Jangan Musuhi Fintech, Tapi Gandenglah

marketeers article
76894549 marketing startup plan fintech

Industri teknologi keuangan (Fintech) di Indonesia sedang tumbuh. Tren ini pun menjadi peluang yang pantas dikembangkan sebagai bagian dari program pemerintah untuk membangun inklusi keuangan dan masyarakat non tunai. Inilah yang dilihat oleh Indra Utoyo, mantan Direktur Digital dan Strategic Portofolio PT Telkom Indonesia yang kini menjabat sebagai Direktur Operasional PT Bank Rakyat Indonesia.

“Fintech mengusung misi untuk menjadi jembatan bagi masyarakat, khususnya yang belum mengakses perbankan, untuk mendapatkan layanan  keuangan.
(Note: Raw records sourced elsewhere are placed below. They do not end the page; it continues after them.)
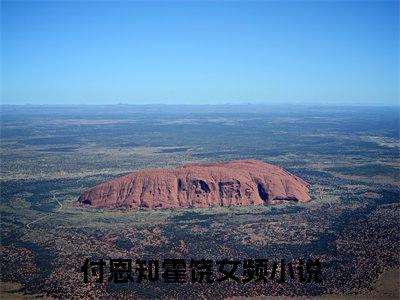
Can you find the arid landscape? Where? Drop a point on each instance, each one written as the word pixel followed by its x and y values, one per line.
pixel 51 155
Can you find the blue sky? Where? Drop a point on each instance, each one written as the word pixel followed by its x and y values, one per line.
pixel 317 52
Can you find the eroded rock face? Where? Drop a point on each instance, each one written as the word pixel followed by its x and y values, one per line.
pixel 232 183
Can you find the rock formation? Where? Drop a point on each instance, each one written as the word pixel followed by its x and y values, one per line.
pixel 231 183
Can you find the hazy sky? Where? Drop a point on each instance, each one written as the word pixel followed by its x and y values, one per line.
pixel 92 52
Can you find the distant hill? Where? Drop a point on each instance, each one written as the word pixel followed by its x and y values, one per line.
pixel 231 183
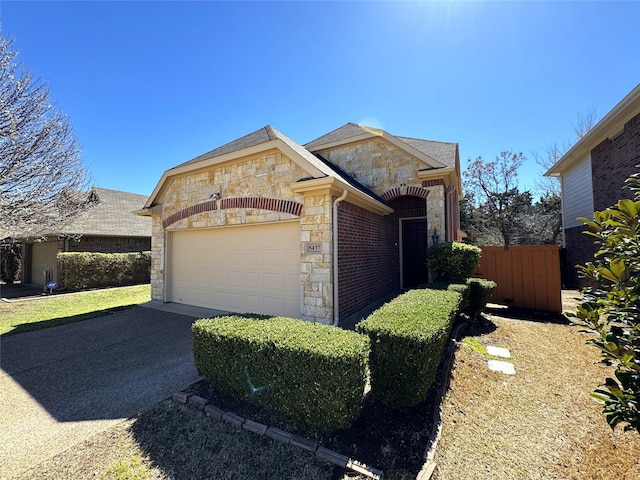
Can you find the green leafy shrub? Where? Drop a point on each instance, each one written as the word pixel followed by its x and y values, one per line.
pixel 408 336
pixel 480 292
pixel 611 309
pixel 452 261
pixel 82 270
pixel 311 374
Jumlah orang yang bankable saat ini baru sekitar 60 juta orang. Ini artinya, peluangnya masih besar,” kata Indra.

Saat ini, teknologi keuangan ini, sambung Indra, bertumbuh sejalan dengan perkembangan mobile. Sebagai alat pembayaran misalnya, fintech banyak diintegraasikan dengan smartphone, seperti kartu e-money, QR Code, dan sebagainya.
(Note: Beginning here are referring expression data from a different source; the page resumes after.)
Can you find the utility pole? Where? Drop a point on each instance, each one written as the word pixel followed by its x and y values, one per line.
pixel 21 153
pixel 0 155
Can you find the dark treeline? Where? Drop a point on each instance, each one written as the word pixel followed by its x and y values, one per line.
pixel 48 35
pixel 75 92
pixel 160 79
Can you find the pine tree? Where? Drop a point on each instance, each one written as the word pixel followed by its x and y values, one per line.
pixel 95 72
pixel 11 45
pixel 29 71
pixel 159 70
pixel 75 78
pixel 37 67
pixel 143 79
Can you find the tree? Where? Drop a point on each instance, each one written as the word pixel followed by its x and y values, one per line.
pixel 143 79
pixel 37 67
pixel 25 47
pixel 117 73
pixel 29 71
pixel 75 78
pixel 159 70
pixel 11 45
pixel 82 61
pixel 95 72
“Fintech saat ini tak sekadar berhenti pada payment, tapi juga berkembang menjadi layanan lain, seperti lending dan sebagainya. Sebab itu, perbankan sebagai pihak yang berkompetensi sebagai pemberi layanan keuangan selama ini juga harus sadar dan mengadopsi teknologi ini,” katanya.

Indra mengatakan, bank tidak perlu merasa khawatir dengan munculnya para pemain fintech yang menyajikan layanan keuangan tersebut mengingat bank sendiri menjadi bagian tak terpisahkan dari industri itu. Bisa dibayankan bagaimana bila industri ini justru tanpa bank. Tentunya, bisa timpang.

Indra menambahkan, sebaiknya bank justru mengambil momentum ini untuk mengembahgkan metode-metode pelayanan  keuangan yang semakin non fisik dan semakin berbasis digial. “Saat ini, khususnya di kota-kota besar, jumlah orang yang mengambil uang di ATM berkurang. Mereka sudah mulai beralih ke mobile payment. Ini artinya, layanan perbankan sudah mulai digital yang kaya akan platform. Saya prediksi, tiga tahun ke depan, ATM tak akan mengalami pertumbuhan siginifikan lagi,” ujar Indra.

Bagi Indra, kondisi itu justru menjadi peluang bagi pengembangan fintech. Orang Indonesia yang doyan bermedia sosial pun bisa menjadi peluang baru mengintegrasikian layanan keuangan di media sosial.

Saat ini, banyak layanan  keuangan juga diberikan oleh perusahaan-perusahaan telekomunikasi (telco). Apakah ini menjadi pesaing baru bagi bank? Sebagai orang yang cukup lama berkecimpung di industri telekomunikasi, Indra meyakini tidak akan ada persaingan besar antar dua jenis perusahaan ini.

“Pemain bank dan pemain telco harusnya melakukan strategi hybrid. Strategi kolaborsi ini dibutuhkan mengingat kedua jenis perusahaan ini memiliki kompetensi yang berbeda dan justru saling melengkapi,” katanya.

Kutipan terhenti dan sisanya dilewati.